Nous reviendrons sur la notion de régulation, notons simplement ici que l'évolution du secteur fournit de nouveaux arguments à ses partisans. Avec la perte progressive d'efficacité des réglementations françaises encadrant la diffusion audiovisuelle, ceux-ci estiment en effet de plus en plus opportun d'inventer une autre manière, moins détaillée, plus souple, d'encadrer l'évolution du marché audiovisuel. Il s'agirait de moduler les obligations des diffuseurs en fonction des réalités du marché à un moment donné.
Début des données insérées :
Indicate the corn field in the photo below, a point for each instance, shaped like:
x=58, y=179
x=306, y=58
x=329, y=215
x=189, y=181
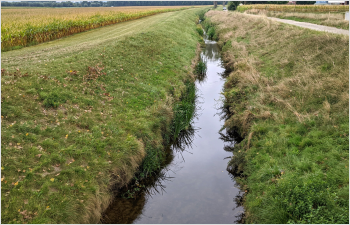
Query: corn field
x=26, y=26
x=296, y=8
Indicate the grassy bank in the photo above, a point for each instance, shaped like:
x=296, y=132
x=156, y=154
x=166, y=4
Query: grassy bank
x=80, y=114
x=288, y=97
x=325, y=19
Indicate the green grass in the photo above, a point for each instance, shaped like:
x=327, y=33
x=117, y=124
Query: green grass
x=323, y=22
x=289, y=100
x=80, y=114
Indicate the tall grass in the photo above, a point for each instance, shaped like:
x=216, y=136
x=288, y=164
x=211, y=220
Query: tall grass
x=106, y=107
x=185, y=111
x=295, y=8
x=290, y=101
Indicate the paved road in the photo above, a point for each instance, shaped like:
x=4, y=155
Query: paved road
x=312, y=26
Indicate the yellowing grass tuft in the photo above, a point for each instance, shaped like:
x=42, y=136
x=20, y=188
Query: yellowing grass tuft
x=295, y=8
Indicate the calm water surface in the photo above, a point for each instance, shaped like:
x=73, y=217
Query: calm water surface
x=194, y=186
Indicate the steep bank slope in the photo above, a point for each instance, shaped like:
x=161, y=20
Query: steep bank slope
x=288, y=96
x=80, y=113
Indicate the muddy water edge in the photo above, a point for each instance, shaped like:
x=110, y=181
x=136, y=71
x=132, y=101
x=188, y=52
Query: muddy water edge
x=193, y=185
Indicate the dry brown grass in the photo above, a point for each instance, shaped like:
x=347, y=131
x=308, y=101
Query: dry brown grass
x=326, y=19
x=291, y=71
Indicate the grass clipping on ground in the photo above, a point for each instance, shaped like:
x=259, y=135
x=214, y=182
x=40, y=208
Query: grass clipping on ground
x=288, y=96
x=74, y=125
On peut illustrer ce propos avec l'exemple récent d'un projet de chaîne thématique pour enfants qui se trouvait dans l'impossibilité de satisfaire aux obligations de quotas de diffusion faute de programmes français en quantité suffisante sur le marché. Le CSA ne pouvant conventionner cette chaîne dans les termes prévus par la loi, le conventionnement par un pays étranger, donnant la possibilité d'une reprise sur le câble français avec des obligations de contenu beaucoup moins rigoureuses, pouvait apparaître comme la solution la plus rationnelle pour les initiateurs du projet.. Dans ces conditions, il aurait pu être souhaitable que le CSA dispose de la possibilité de négocier avec cette chaîne des conditions particulières de diffusion d'oeuvres d'expression originale française. La possibilité prévue par la loi d'étaler sur cinq ans l'application de la réglementation des quotas était, semble-t-il, insuffisante pour permettre le conventionnement par le CSA.

On envisagera dans la suite de ce rapport les implications juridiques et pratiques de ces propositions dont l'inscription éventuelle dans nos schémas juridiques et administratifs apparaît assez malaisée.